ARLINGTON, Va. — The U.S. Navy has deployed the W76-2 low-yield nuclear warhead in the Trident submarine-launched ballistic missile, the Defense Department confirmed Feb. 4.
The deployment was reported in an article posted Jan. 29 on the website of the Federation of American Scientists (FAS) by William M. Arkin and Hans M. Kristensen and has been confirmed by John Rood, undersecretary of defense for policy.
“The Navy has fielded the W76-2 low-yield submarine-launched ballistic missile warhead,” Rood said in the statement.
“In the 2018 Nuclear Posture Review, the department identified the requirement to ‘modify a small number of submarine-launched ballistic missile warheads’ to address the conclusion that potential adversaries, like Russia, believe that employment of low-yield nuclear weapons will give them an advantage over the United States and its allies and partners.
“This supplemental capability strengthens deterrence and provides the United States a prompt, more survivable low-yield strategic weapon; supports our commitment to extended deterrence; and demonstrates to potential adversaries that there is no advantage to limited nuclear employment because the United States can credibly and decisively respond to any threat scenario.”

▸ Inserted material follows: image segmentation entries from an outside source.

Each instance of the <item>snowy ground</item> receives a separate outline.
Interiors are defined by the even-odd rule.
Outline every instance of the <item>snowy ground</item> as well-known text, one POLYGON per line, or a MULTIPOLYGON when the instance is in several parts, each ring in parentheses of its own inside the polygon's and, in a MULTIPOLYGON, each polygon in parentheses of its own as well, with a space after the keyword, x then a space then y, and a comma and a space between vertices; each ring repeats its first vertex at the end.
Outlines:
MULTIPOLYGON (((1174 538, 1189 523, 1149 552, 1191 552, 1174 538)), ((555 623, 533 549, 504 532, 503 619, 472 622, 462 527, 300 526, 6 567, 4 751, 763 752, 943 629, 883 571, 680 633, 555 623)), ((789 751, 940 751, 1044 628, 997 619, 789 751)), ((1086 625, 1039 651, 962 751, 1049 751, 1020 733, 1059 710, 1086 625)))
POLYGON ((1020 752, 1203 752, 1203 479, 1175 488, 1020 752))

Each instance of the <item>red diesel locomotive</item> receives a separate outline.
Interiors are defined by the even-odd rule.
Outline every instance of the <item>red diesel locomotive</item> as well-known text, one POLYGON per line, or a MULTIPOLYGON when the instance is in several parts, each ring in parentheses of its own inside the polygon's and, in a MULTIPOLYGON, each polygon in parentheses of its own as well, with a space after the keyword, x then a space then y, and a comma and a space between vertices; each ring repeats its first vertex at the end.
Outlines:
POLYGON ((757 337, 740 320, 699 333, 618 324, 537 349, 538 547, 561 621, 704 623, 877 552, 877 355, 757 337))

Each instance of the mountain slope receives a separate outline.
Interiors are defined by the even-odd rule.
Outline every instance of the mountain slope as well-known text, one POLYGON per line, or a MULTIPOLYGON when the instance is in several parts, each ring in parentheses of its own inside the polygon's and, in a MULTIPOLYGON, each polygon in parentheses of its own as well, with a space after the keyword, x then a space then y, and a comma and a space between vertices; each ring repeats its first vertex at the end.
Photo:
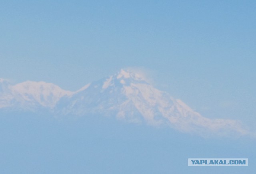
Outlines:
POLYGON ((238 121, 202 117, 180 100, 154 88, 143 75, 122 69, 74 92, 43 82, 28 81, 11 86, 2 81, 0 108, 36 111, 41 107, 59 117, 115 117, 128 122, 167 125, 204 136, 250 133, 238 121))

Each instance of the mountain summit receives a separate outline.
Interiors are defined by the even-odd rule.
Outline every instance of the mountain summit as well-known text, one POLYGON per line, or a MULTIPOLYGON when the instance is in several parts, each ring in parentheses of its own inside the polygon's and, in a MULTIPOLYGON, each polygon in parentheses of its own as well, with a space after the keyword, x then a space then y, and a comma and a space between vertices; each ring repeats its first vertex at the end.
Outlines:
POLYGON ((168 125, 204 136, 249 134, 238 121, 204 117, 181 100, 154 88, 140 73, 121 69, 75 92, 45 82, 12 86, 0 81, 0 109, 47 109, 53 114, 114 117, 131 123, 168 125))

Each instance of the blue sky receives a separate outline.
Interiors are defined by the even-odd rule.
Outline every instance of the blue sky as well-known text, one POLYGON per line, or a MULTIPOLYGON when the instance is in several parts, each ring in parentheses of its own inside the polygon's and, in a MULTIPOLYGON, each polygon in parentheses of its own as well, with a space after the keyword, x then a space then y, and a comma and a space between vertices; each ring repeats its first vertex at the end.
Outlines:
POLYGON ((0 75, 75 90, 121 68, 208 117, 255 123, 255 1, 8 1, 0 75))
POLYGON ((128 67, 206 117, 256 123, 256 1, 0 2, 0 77, 76 90, 128 67))

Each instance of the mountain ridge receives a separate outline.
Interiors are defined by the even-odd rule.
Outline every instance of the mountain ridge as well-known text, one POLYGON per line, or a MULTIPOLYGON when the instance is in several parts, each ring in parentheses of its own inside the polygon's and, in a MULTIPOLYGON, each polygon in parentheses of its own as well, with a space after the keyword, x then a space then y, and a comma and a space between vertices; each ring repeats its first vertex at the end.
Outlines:
POLYGON ((122 69, 74 92, 42 81, 26 81, 14 85, 6 81, 0 81, 0 109, 18 108, 36 112, 43 108, 57 117, 114 117, 130 123, 167 125, 206 137, 250 133, 240 121, 203 117, 181 100, 154 88, 143 75, 129 70, 122 69))

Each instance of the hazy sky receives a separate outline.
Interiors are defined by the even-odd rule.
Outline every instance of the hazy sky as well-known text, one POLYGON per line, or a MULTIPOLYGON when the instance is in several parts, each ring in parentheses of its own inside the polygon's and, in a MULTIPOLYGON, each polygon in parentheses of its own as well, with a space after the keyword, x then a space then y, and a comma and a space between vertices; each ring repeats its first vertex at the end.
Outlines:
MULTIPOLYGON (((204 117, 253 129, 256 29, 254 0, 2 0, 0 78, 75 91, 121 68, 141 69, 204 117)), ((0 117, 3 173, 255 171, 254 140, 19 116, 0 117), (249 166, 191 168, 188 158, 248 158, 249 166)))
POLYGON ((77 90, 121 68, 205 117, 256 123, 254 0, 0 2, 0 77, 77 90))

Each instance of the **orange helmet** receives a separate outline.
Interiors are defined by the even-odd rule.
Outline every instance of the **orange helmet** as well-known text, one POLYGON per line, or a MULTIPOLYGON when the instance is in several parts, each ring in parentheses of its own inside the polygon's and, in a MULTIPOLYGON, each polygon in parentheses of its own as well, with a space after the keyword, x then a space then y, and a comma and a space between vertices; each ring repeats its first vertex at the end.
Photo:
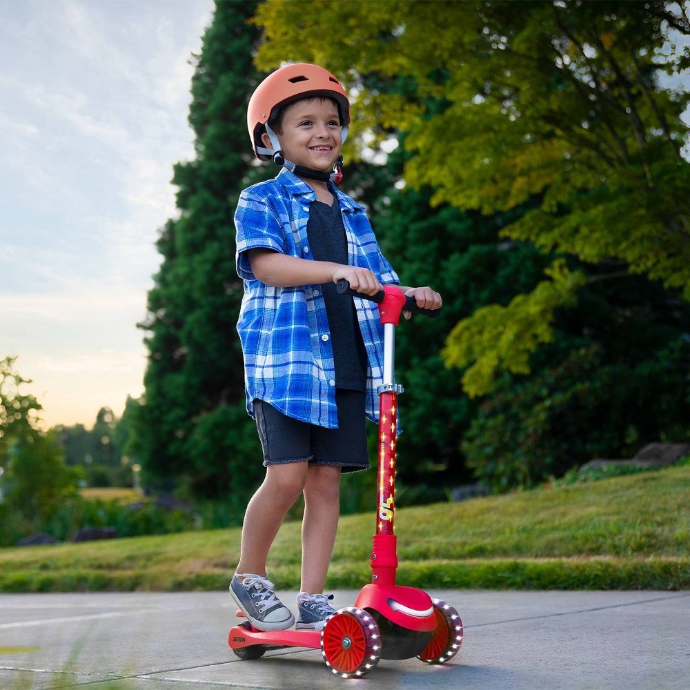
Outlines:
POLYGON ((350 124, 350 100, 342 84, 322 67, 304 62, 297 63, 281 67, 270 74, 257 87, 249 99, 247 128, 252 140, 252 148, 257 158, 270 161, 277 150, 275 135, 271 136, 270 128, 268 135, 274 142, 273 150, 266 148, 261 140, 271 115, 275 115, 282 106, 310 96, 332 98, 337 103, 342 140, 345 141, 350 124))

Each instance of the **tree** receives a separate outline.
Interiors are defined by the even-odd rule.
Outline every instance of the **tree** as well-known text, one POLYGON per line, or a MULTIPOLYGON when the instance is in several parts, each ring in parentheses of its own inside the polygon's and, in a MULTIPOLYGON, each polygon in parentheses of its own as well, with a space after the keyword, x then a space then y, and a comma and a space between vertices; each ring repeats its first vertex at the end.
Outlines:
POLYGON ((41 404, 21 388, 31 381, 0 361, 0 544, 26 536, 77 491, 79 474, 68 467, 52 433, 36 426, 41 404))
POLYGON ((680 117, 689 95, 658 78, 689 66, 678 40, 690 32, 687 3, 310 4, 259 8, 260 66, 294 50, 348 75, 375 135, 408 132, 409 184, 431 186, 435 203, 484 214, 531 202, 502 235, 577 257, 595 274, 555 257, 532 291, 462 319, 444 358, 468 367, 471 395, 486 393, 502 369, 529 372, 532 352, 553 340, 557 310, 588 281, 640 273, 690 297, 680 117), (346 28, 337 44, 323 40, 324 22, 346 28), (362 75, 373 72, 414 88, 367 90, 362 75))
POLYGON ((259 32, 246 20, 255 6, 217 2, 194 56, 196 157, 174 166, 179 216, 161 231, 162 261, 140 324, 149 355, 128 454, 149 484, 201 496, 246 494, 253 473, 245 460, 260 453, 244 410, 233 223, 254 170, 246 104, 260 80, 251 61, 259 32))

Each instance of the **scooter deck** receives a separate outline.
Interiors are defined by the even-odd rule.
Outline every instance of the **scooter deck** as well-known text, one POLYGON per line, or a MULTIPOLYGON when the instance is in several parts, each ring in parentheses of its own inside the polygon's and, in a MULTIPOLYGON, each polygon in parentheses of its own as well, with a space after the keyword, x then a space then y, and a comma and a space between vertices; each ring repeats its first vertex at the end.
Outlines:
POLYGON ((263 647, 301 647, 310 649, 321 649, 319 630, 262 631, 235 625, 230 629, 228 644, 235 649, 261 644, 263 647))

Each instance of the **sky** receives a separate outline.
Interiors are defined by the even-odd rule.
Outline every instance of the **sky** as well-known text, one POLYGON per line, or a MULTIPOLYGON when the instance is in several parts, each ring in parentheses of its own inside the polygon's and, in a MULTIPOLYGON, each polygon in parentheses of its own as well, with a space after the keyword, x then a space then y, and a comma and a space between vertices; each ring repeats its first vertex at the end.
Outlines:
POLYGON ((194 157, 193 52, 213 0, 0 0, 0 359, 39 426, 120 417, 143 393, 137 323, 194 157))

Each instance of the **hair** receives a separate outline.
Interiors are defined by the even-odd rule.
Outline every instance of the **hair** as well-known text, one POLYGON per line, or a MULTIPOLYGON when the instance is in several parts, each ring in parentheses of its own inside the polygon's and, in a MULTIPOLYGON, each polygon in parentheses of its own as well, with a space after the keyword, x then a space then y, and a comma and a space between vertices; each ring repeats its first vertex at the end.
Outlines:
MULTIPOLYGON (((302 98, 295 99, 281 105, 279 108, 273 108, 270 117, 268 118, 268 126, 277 135, 283 133, 283 117, 285 115, 285 108, 288 106, 294 106, 296 103, 301 103, 302 101, 330 101, 335 106, 338 112, 338 119, 340 119, 340 107, 338 101, 335 98, 329 98, 328 96, 304 96, 302 98)), ((340 123, 342 124, 342 123, 340 123)))

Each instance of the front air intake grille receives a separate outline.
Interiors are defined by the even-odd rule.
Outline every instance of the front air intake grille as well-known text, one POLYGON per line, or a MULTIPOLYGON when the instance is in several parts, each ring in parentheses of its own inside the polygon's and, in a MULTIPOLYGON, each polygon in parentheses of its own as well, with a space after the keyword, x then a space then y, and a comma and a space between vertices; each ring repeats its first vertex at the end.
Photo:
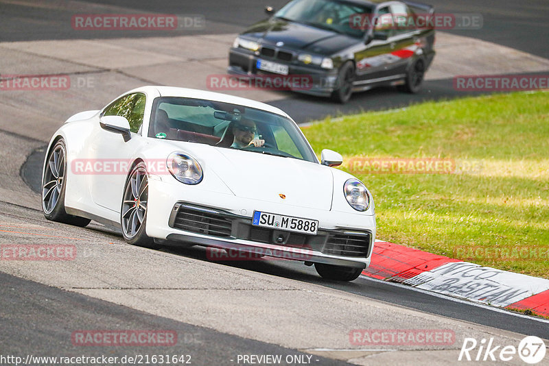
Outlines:
POLYGON ((292 61, 293 55, 290 52, 284 52, 283 51, 279 51, 277 54, 277 58, 282 61, 292 61))
POLYGON ((209 210, 181 205, 175 216, 173 227, 205 235, 227 238, 231 236, 232 221, 209 210))
POLYGON ((366 257, 370 250, 371 235, 352 233, 330 233, 322 252, 347 257, 366 257))
POLYGON ((262 47, 261 55, 265 57, 274 57, 274 50, 269 47, 262 47))

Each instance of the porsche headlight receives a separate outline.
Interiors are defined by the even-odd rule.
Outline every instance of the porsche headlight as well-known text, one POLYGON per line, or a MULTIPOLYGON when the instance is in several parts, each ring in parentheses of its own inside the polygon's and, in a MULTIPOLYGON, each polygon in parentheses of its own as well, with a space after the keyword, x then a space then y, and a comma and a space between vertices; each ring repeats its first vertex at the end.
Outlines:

The FAS article claimed that the W76-2 is believed to have been deployed in late 2019 on the USS Tennessee, an Ohio-class ballistic-missile submarine based at Naval Submarine Base Kings Bay, Georgia. FAS said the W76-2 has a nuclear yield equivalent of five kilotons of explosives, compared with 90 kilotons for the W76-1 warhead and 455 kilotons of the W88 warhead.
The low-yield warhead became a point of dispute between Democrats and Republicans in the Congress, with Democrats opposing the deployment, voiced by House Armed Services Committee Chairman Adam Smith (D-Wash). In the fiscal 2020 National Defense Authorization Act passed into law in December, the warhead survived conference committee negotiations and was approved for deployment.